Training to muscle failure: definition
Lifting to muscle failure (training at full intensity) refers to lifting the heaviest weight you can for as many reps as you can manage. This means doing a set with a given weight to the point at which one more rep with that weight on your own is physically impossible. Therefore, at the point of momentary muscular failure, an effort of 100 percent intensity is required to complete the last rep.
Example of training to failure
Let’s say you’re doing 10 repetitions per set. If all 10 seem easy, then the weight you’re using is too light. However, if you start to struggle on your 8th rep, you’ve chosen the correct poundage. What does “start to struggle” mean? It’s when the speed at which you lift the weight slows significantly. Although you can push on for another rep or two, the struggle indicates that your muscles have just about had it.

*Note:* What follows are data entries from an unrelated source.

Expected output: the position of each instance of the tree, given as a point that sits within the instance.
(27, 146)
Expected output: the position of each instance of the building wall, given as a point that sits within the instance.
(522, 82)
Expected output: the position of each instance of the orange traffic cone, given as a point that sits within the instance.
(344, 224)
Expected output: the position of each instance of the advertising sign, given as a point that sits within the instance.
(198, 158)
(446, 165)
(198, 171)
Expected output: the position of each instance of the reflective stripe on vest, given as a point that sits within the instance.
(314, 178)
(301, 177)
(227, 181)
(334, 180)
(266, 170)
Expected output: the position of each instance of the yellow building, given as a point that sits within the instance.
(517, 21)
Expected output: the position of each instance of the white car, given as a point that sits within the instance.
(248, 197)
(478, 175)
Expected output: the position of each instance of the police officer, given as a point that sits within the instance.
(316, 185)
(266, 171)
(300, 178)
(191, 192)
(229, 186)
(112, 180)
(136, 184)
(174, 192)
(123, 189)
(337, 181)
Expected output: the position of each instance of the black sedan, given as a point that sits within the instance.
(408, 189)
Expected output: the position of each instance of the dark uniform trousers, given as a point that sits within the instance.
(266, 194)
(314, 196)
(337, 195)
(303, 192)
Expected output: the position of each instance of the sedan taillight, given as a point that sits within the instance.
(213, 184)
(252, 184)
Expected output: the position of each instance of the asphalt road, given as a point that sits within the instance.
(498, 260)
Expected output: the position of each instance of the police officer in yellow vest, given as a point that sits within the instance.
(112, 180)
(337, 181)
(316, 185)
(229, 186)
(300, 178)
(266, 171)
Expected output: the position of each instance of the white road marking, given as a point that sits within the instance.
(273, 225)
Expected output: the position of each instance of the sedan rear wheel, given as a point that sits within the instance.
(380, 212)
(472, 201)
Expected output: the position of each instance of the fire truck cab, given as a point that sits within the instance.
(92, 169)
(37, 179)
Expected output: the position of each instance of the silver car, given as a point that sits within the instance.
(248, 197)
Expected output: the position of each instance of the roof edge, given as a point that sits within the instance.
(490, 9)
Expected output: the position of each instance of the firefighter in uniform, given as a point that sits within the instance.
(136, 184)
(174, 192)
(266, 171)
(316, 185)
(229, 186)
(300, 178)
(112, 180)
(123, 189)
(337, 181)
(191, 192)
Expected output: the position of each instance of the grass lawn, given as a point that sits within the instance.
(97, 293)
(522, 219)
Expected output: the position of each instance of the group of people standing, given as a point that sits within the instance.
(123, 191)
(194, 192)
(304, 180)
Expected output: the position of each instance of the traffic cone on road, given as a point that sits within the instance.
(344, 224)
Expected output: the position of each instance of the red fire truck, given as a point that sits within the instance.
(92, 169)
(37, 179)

This is also the point when most people start to “cheat” by changing their body posture to help them lift the weight.
So, when you choose how much weight to utilize your main goal is to lift weights that are heavy enough so that you reach muscle failure after each set. For example, if you aim for somewhere between eight and 10 reps, the weight should become very difficult for you to lift somewhere around repetition number six. After doing 10th rep your muscles should be fully fatigued and you should not be able to complete an additional rep (not even single one) of that exercise using strict form.
What is intense for one person may be very easy for another. It will take some experimentation to find out what intensity of each exercise is best for you based on your goals.
Benefits of lifting weights to muscle failure
The effort you expend during a set will significantly affect your results. Muscle gains come only by stressing your muscles beyond their present capacity. This is a basic application of the overload principle If you don’t challenge your muscles, they have no impetus to grow. Period.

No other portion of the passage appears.